Im 2. Jh. v. Chr. geschah dies beispielsweise durch Synkretismen, also künstlich erzeugte Lehren, die Religionen oder religiösen Traditionen miteinander vermischten:

Nachdem die kämpfenden Staaten politisch vereint und Denker unterschiedlichster kultureller Prägung im Zentrum des Reichs zusammengekommen waren, verbanden sich die einst konkurrierenden „Hundert Schulen“ zu neuen Synthesen: die passende geistige Form für ein Zentralreich, in dem regionale Unterschiede aufgehoben waren.

Vogelsang, 156-157.

Eine dieser Synthesen ist beispielsweise der Konfuzianismus. In Bezug auf das I Ging ist dieser Aspekt insofern interessant, als dass Teile des I Ging (genauer: die Zehn Flügel) traditionell Konfuzius zugeschrieben werden. Tatsächlich ist aber das, was traditionell als Konfuzianismus gilt, eine künstlich geschaffenes Lehrgebäude, das mit den tatsächlichen Lehren des historischen Konfuzius wohl eher wenig zu tun hat:

Der Konfuzianismus der Han-Zeit war nicht mehr die Lehre einer sich wandelnden Adelsgesellschaft, wie Konfuzius sie vor Augen hatte, sonder die Legitimation des Beamtenstaates. [… Der] Konfuzianismus war die Ideologie eines bürokratischen Absolutismus […] Die Propagierung des Konfuzianismus, der heute so selbstverständlich als Inbegriff chinesischer Weisheit gilt, war in der Han-Zeit ein politisches Manöver, um Vertreter anderer Lehren aus dem Ämtern zu drängen. Sie war eine Hofintrige unter vielen…

Vogelsang, 160.

Es ist heute wohl unmöglich zu sagen, welche von den Texten, die Konfuzius zugeschrieben werden, tatsächlich von ihm stammen. Das Textmaterial, das sich mit Konfuzius und seinen Lehren beschäftigte, Lehrtexte und Kommentare anderer Philosophen, war über die Jahrhunderte hinweg stetig angewachsen. In der Han-Zeit (ca. 200 vor bis 200 nach Chr.) wurde dieser wild wuchernden Vielfalt ein abruptes Ende bereitet: Aus dem gesamten philosophischen Material wählte man fünf sehr heterogene Texte aus – u. a. das I Ging – und erklärte sie zu kanonischen Texten; verschiedene Dynastien ließen den Kanon später als sog. Steinklassiker mehrfach in Stein meißeln. (Vgl. Vogelsang, 162-163.)

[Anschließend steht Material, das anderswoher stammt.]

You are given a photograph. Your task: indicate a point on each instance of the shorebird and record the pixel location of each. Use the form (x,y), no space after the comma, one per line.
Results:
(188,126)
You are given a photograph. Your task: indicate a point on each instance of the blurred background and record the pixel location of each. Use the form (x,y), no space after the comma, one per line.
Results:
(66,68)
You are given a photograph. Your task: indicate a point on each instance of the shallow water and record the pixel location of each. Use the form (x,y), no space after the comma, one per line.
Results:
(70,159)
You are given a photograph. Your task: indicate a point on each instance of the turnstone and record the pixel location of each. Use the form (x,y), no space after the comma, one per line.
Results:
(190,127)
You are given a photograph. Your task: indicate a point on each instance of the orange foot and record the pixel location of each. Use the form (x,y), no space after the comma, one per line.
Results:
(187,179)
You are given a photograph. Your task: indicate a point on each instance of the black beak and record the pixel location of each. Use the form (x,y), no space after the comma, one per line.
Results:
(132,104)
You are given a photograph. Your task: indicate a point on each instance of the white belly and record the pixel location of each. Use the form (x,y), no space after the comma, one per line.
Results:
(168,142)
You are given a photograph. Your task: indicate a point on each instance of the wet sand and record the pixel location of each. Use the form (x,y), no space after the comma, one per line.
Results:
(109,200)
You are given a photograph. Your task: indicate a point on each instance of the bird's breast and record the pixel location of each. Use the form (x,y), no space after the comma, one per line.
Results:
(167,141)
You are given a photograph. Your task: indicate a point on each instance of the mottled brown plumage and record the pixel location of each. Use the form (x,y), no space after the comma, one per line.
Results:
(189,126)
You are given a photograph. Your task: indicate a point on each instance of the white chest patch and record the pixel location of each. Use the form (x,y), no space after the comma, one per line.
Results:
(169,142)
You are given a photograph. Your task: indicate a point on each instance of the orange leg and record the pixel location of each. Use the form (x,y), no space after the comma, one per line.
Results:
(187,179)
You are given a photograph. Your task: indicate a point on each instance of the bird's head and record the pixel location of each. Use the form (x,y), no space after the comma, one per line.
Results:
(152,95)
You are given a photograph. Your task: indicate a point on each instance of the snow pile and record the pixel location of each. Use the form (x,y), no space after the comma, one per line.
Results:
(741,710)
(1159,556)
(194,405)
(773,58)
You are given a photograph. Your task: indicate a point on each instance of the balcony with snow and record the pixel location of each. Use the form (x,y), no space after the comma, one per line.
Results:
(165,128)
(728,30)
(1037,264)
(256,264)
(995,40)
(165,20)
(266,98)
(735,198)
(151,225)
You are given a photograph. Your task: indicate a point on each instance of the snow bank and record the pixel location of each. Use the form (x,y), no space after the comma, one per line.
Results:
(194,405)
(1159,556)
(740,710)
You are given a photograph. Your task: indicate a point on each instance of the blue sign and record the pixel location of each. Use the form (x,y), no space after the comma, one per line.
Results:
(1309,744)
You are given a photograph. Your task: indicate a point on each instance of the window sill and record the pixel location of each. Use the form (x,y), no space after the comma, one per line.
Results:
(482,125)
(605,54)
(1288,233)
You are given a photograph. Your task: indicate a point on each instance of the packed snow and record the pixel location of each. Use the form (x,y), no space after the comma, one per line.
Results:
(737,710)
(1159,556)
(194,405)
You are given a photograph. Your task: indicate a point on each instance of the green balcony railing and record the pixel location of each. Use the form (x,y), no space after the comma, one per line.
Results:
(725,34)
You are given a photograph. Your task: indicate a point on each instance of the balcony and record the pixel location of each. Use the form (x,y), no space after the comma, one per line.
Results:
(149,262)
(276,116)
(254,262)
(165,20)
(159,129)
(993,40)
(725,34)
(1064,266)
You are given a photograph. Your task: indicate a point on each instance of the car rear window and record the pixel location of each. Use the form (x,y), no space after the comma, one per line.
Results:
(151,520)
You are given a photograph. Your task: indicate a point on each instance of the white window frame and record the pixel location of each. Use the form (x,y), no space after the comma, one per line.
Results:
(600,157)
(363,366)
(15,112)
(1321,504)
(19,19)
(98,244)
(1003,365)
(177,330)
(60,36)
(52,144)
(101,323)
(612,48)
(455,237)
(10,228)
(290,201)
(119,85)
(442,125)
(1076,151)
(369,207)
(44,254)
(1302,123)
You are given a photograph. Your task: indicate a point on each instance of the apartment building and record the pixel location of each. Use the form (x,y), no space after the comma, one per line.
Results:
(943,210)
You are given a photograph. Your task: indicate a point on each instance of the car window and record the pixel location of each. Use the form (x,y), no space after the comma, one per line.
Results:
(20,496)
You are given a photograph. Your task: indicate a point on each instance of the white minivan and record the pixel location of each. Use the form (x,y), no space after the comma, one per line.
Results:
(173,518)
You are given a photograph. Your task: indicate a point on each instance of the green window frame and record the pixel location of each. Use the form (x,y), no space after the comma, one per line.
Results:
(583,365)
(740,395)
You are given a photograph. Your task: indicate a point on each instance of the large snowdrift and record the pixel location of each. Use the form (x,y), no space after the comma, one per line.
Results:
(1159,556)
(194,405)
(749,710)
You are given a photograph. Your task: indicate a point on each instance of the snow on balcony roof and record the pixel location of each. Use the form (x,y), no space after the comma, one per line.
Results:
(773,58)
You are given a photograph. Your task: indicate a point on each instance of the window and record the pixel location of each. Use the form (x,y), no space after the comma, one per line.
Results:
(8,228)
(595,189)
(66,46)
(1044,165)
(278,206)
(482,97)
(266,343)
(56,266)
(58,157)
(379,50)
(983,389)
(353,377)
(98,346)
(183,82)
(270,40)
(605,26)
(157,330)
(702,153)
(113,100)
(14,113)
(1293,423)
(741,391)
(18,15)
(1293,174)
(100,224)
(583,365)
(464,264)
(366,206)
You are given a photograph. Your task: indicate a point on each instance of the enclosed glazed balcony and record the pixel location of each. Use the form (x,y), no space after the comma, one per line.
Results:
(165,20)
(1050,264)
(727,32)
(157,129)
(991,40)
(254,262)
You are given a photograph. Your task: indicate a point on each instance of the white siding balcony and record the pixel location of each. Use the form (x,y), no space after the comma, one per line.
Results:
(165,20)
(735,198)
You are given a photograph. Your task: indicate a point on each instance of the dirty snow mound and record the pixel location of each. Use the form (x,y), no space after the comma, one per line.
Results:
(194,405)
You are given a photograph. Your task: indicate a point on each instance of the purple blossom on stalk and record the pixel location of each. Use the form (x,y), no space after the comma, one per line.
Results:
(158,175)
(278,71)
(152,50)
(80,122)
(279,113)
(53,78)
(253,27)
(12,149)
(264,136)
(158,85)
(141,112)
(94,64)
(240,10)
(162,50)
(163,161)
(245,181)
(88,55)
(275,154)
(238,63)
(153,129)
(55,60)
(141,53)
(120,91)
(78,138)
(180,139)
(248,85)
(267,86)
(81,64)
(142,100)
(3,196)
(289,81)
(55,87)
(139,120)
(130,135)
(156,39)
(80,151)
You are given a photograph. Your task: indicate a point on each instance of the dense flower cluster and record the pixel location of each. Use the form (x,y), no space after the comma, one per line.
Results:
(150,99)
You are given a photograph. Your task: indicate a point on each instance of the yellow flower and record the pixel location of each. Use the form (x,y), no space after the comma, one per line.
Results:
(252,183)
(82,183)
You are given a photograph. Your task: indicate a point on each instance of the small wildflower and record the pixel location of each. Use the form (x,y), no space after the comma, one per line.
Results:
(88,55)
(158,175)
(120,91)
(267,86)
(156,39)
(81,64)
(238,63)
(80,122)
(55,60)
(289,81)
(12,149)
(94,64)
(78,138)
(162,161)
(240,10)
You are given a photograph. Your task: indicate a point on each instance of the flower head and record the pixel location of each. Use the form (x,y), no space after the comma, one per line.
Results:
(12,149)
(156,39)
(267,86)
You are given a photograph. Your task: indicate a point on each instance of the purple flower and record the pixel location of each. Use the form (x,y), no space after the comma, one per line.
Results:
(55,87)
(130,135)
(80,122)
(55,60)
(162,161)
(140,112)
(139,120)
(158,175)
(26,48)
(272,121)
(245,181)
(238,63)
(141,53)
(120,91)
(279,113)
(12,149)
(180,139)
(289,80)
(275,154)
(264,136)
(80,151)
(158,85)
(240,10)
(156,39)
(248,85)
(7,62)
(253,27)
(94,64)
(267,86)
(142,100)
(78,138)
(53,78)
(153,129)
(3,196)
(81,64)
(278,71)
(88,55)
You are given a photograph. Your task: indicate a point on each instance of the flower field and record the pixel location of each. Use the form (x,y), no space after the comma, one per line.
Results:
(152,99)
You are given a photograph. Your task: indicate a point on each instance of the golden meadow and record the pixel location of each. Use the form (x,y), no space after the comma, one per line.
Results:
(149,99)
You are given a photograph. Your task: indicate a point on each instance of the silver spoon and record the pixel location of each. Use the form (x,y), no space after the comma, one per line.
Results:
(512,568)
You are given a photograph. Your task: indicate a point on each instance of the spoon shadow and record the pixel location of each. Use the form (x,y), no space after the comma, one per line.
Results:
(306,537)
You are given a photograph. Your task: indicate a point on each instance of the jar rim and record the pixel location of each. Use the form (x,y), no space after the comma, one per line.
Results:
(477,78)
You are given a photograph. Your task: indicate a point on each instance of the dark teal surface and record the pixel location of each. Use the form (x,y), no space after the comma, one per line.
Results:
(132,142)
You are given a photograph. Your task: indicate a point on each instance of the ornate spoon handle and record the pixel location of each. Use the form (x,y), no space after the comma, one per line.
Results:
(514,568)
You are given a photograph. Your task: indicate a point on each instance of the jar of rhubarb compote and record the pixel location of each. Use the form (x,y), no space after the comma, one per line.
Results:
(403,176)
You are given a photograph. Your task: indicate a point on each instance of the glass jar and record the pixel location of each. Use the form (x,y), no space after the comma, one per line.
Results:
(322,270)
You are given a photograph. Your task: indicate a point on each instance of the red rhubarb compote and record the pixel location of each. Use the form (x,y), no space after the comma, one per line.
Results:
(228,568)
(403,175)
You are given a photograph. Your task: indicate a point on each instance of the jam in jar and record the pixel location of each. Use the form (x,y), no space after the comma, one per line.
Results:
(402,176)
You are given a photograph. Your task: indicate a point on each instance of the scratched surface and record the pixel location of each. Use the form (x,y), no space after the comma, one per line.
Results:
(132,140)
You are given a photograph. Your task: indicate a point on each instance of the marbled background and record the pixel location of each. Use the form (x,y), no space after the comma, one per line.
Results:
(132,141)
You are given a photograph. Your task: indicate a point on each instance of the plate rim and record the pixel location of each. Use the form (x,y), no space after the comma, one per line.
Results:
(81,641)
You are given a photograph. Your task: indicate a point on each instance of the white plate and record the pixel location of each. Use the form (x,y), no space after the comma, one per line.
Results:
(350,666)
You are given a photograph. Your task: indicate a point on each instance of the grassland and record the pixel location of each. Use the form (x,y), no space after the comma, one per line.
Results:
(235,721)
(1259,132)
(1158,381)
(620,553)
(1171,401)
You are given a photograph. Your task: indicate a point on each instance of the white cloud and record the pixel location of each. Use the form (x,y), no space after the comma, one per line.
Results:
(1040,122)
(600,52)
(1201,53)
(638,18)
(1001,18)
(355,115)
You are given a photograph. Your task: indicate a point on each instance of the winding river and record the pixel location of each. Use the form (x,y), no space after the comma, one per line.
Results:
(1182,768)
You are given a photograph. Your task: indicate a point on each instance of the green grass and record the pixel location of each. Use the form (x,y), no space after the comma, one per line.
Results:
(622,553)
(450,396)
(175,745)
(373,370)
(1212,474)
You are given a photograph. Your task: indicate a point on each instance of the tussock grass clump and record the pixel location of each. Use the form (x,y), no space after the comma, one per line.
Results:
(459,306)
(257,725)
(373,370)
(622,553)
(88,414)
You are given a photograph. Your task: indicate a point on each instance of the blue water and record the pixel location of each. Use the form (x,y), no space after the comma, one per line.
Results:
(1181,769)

Dieser Textkanon hatte ab dem Zeitpunkt seiner Festlegung normativen Anspruch, d.h. er allein verkörperte die Werte der Gesellschaft und v. a. die Wahrheit. Alle anderen Texte wurden zurückgedrängt bzw. ihre Verwendung unter Strafe gestellt. Zugleich bedeutete diese Kanonisierung, dass die Texte selbst nicht mehr geändert werden konnten, denn per Definition war der Kanon vollständig und ewig gültig. Die einzige Möglichkeit für neue Inhalte oder aktuelle Wirklichkeitsbezüge waren Gelehrtenkommentare. (Vgl. ebd.)

Über die Jahrhunderte veränderte sich die Anzahl der im Kanon erhobenen Werke immer wieder, im 13./14. Jh wurde er schließlich auf vier Bücher reduziert. Während der nun folgenden 600 Jahre dienten diese vier Bücher u.a. als Basis für Beamtenprüfungen, ihre Funktion war aber nach wie vor dieselbe: die Gleichschaltung des Diskurses in einem riesigen, zentral regierten Einheitsreich. Nachdem 1905 das Prüfungssystem abgeschafft worden war, brach wenig später das Kaiserreich endgültig zusammen. (Vgl. ebd.)

Angesichts dieser Historie wird klar, dass die Inhalte, die uns als I Ging im Textus receptus überliefert sind, für das chinesische Volk eine Art identitätsstiftendes Nationalheiligtum sind. Dies wiederum erklärt, warum die spektakulären Funde von Mawangdui (1972) und Shuanggudui (1977) von chinesischen Forschern bisher eher zurückhaltend aufgenommen werden und inhaltliche Unterschiede zwischen den historisch älteren Versionen des I Ging in den Funden zum zeitlich jüngeren Textus receptus v. a. als Lehn- oder Fehlschreibungen abgetan werden: Der Standarttext des I Ging ist als kanonische Schrift ein über jeden Zweifel erhabenes Dokument. (Vgl. Hertzer, 87-99.)

Quellenverzeichnis

— Clarke, J. J. 1997. C. G. Jung und der östliche Weg. Zürich: Walter.
— Jung, Carl Gustav. 1963. Bd. Zur Psychologie westlicher und östlicher Religion. Rascher.
— Hertzer, Dominique. 1996. Das Alte und das neue Yijing. Die Wandlungen des Buches der Wandlungen. München: Diederichs.
— Vogelsang, Kai. 2012. Geschichte Chinas. Stuttgart: Reclam.